- How do I install smalot/pdfparser in a Laravel project?
- Use Composer to install it with `composer require smalot/pdfparser`. No Laravel-specific setup is required, though you may want to wrap it in a service class for better integration. The package supports PHP 7.1+ and works standalone.
- Can smalot/pdfparser handle encrypted or password-protected PDFs?
- No, the library does not support encrypted PDFs. You’ll need to pre-process such files (e.g., decrypt them externally) or use a fallback like Tesseract OCR for scanned PDFs. The `setIgnoreEncryption` config option can bypass errors but won’t extract content.
- Is smalot/pdfparser compatible with Laravel’s service container?
- Yes, you can register it as a singleton in Laravel’s DI container. For example, bind it in `AppServiceProvider` or use a service class like `PdfParserService` to encapsulate parsing logic and configurations.
- What Laravel versions does smalot/pdfparser support?
- The package itself is PHP 7.1+ compatible and works with any Laravel version that supports those PHP requirements. There are no Laravel-specific dependencies, so it integrates seamlessly with Laravel 5.8+ or newer.
- How do I optimize memory usage for large PDFs in Laravel?
- Use the `setDecodeMemoryLimit` config option to cap memory usage (e.g., `50MB`). For very large files, consider chunked processing or offloading parsing to a queue job with `ParsePdfJob::dispatch()`. Avoid streaming for now, as the library lacks built-in support.
- Can I use smalot/pdfparser in Laravel queues for background processing?
- Yes, dispatch parsing jobs to queues (e.g., `ParsePdfJob::dispatch($filePath)->onQueue('pdf-parsing')`). This is ideal for handling large batches or user-uploaded PDFs without blocking HTTP requests. Implement retries for failed parses.
- What are the alternatives to smalot/pdfparser for Laravel?
- Alternatives include `setasign/fpdf` (for generating PDFs), `spatie/pdf-to-text` (simpler text extraction), or `symfony/dom-crawler` + external tools like `pdftotext` for complex cases. Choose based on whether you need metadata, encryption support, or OCR.

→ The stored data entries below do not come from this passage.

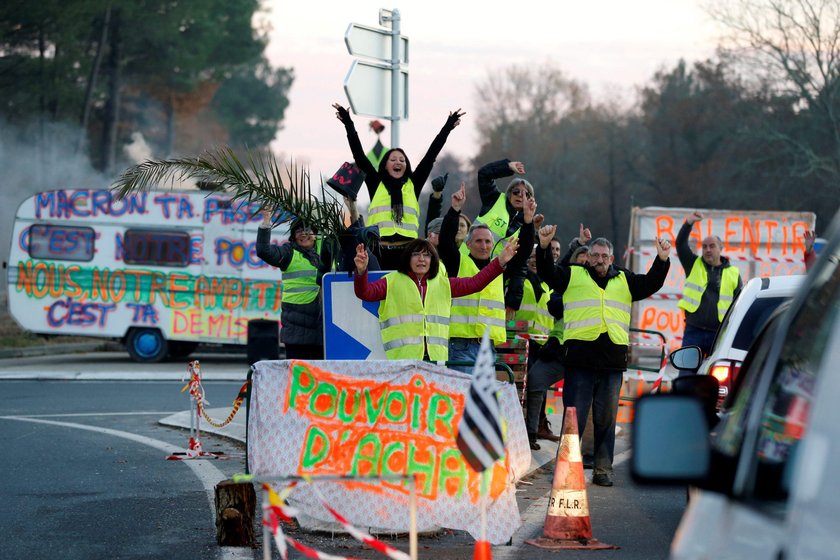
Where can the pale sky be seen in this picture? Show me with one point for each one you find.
(454, 45)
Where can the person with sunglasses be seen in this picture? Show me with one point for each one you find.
(475, 314)
(417, 299)
(502, 212)
(302, 266)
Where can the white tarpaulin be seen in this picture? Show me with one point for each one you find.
(382, 417)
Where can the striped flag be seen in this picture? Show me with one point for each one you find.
(480, 430)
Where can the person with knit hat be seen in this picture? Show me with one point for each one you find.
(302, 330)
(394, 188)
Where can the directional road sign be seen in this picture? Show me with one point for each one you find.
(373, 42)
(368, 88)
(351, 326)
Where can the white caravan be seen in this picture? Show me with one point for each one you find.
(161, 270)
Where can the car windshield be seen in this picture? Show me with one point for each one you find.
(754, 319)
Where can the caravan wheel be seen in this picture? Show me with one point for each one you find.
(146, 345)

- How do I extract metadata (e.g., author, title) from a PDF in Laravel?
- Parse the PDF with `$pdf = $parser->parseFile($path)` and access metadata via `$pdf->getInfo()`, which returns an array of key-value pairs like `author`, `title`, or `subject`. Example: `$metadata = $pdf->getInfo()['author'];`
- Does smalot/pdfparser support page-ordered text extraction?
- Yes, the library extracts text in page order by default. Use `$pdf->getText()` to get all text or `$pdf->getPageText($pageNumber)` for specific pages. This is useful for structured document processing like invoices or contracts.
- How do I handle parsing errors or malformed PDFs in Laravel?
- Wrap parsing logic in try-catch blocks to catch exceptions like `PdfParserException`. Log errors with Laravel’s logging system and implement fallback strategies, such as caching failed parses or notifying users via email or queues.